There are 347 amino acids in the chain making up MreB. By tracking how generations of E. coli evolved during many months of growth in the laboratory, the engineers zeroed in on a change to the amino acid in position 53 that made the cells more fit. To their surprise, that small change also dramatically affected cell size.
By making the tiniest of adjustments to E. coli's DNA, they instructed cells to try different amino acids at position 53 in the chain. This led to the creation of 9 different mutants across a spectrum of sizes that revealed how E. coli's size impacts its growth.
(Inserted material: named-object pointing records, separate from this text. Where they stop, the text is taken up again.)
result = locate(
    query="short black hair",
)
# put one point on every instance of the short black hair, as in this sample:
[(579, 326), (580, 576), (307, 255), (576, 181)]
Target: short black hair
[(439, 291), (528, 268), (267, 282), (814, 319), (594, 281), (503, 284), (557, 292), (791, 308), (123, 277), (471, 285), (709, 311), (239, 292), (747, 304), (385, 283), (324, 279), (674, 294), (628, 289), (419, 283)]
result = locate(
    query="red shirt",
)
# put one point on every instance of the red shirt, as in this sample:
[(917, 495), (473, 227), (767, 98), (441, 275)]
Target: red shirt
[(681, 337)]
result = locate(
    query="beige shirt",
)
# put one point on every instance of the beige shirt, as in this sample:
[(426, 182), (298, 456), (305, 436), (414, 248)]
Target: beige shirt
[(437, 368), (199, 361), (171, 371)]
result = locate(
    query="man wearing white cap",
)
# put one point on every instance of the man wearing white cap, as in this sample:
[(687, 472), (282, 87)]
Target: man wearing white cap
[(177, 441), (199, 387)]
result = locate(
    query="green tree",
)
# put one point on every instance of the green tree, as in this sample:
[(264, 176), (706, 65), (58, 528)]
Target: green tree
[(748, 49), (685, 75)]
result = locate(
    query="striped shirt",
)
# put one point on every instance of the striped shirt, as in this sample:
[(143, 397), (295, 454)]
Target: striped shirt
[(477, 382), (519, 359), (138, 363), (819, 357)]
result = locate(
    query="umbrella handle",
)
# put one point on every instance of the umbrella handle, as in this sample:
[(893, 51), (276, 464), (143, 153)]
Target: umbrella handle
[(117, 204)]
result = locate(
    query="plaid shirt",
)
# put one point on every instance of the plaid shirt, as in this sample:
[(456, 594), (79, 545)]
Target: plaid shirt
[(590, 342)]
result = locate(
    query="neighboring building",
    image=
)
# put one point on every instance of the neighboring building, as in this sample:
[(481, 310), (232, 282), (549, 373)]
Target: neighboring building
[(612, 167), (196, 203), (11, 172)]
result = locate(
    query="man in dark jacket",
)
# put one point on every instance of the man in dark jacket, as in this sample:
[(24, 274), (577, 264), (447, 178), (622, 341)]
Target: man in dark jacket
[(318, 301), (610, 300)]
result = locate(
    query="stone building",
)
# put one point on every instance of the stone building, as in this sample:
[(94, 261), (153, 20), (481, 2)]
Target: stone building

"We found a hinge that would allow us to modulate the behavior of a protein responsible for cellular structure and growth," Huang said. "We figured out how to turn it into a knob."
The next step was to test whether or not bigger cells generally gained any evolutionary advantages from their size.
In a series of experiments, the Stanford engineers had two differently sized cells compete against each other. After the cells grew and reproduced, the researchers looked to see whether there were more big cells or small cells.
They found that bigger cells outnumbered smaller competitors in all cases, and the bigger the better. The advantage was all about getting a head start on the competition: the bigger cells woke up from a dormant state more quickly when nutrients were around.
But Huang said this advantage could disappear if antibiotics were present. In that case, it would actually benefit cells to wait. Indeed, a recent study showed that ''persister'' cells survive antibiotic treatment by stopping growth and increasing the time they lie dormant.
Huang now suspects that this mechanism or one like it prevents cells from evolving to become bigger and bigger in nature. He pointed out that this work highlights the importance of studying all aspects of cell growth, not just the ability of cells to proliferate when food is abundant.
Living on borrowed parts
In the second Cell Reports paper, the engineers demonstrated the remarkable robustness of E. coli to survive and grow even when using DNA borrowed from other bacterial species.
This set of experiments focused on the protein PBP2, which is essential for constructing a functional cell wall.
To carry out this study, the bioengineers isolated the DNA that coded for related proteins in different bacterial species, including Salmonella and Vibrio cholerae.
In each case, roughly half of the amino acids were different from E. coli's native PBP2. Since changing one amino acid in MreB could drastically increase the size of E. coli, the researchers wondered if the bacterium would grow at all with an alien form of PBP2.
The Stanford team discovered that the altered E. coli still successfully built cell walls but that the size of cells could again be systematically tuned. With those changes in size came unexpected changes in structure. In particular, they found that fatter cells could have a structural twist opposite to the normal direction: making cells fatter progressively switched them from left- to right-handed, potentially affecting how they pack together as they grow in dense communities like biofilms.
This finding provided a way to separate the responsibilities of proteins such as PBP2 from proteins such as MreB, both of which play essential roles in cell wall construction. Huang notes that approaches that combine precise measurement technologies with synthetic networks of systems of proteins provide a novel strategy for dissecting the core functions of essential proteins.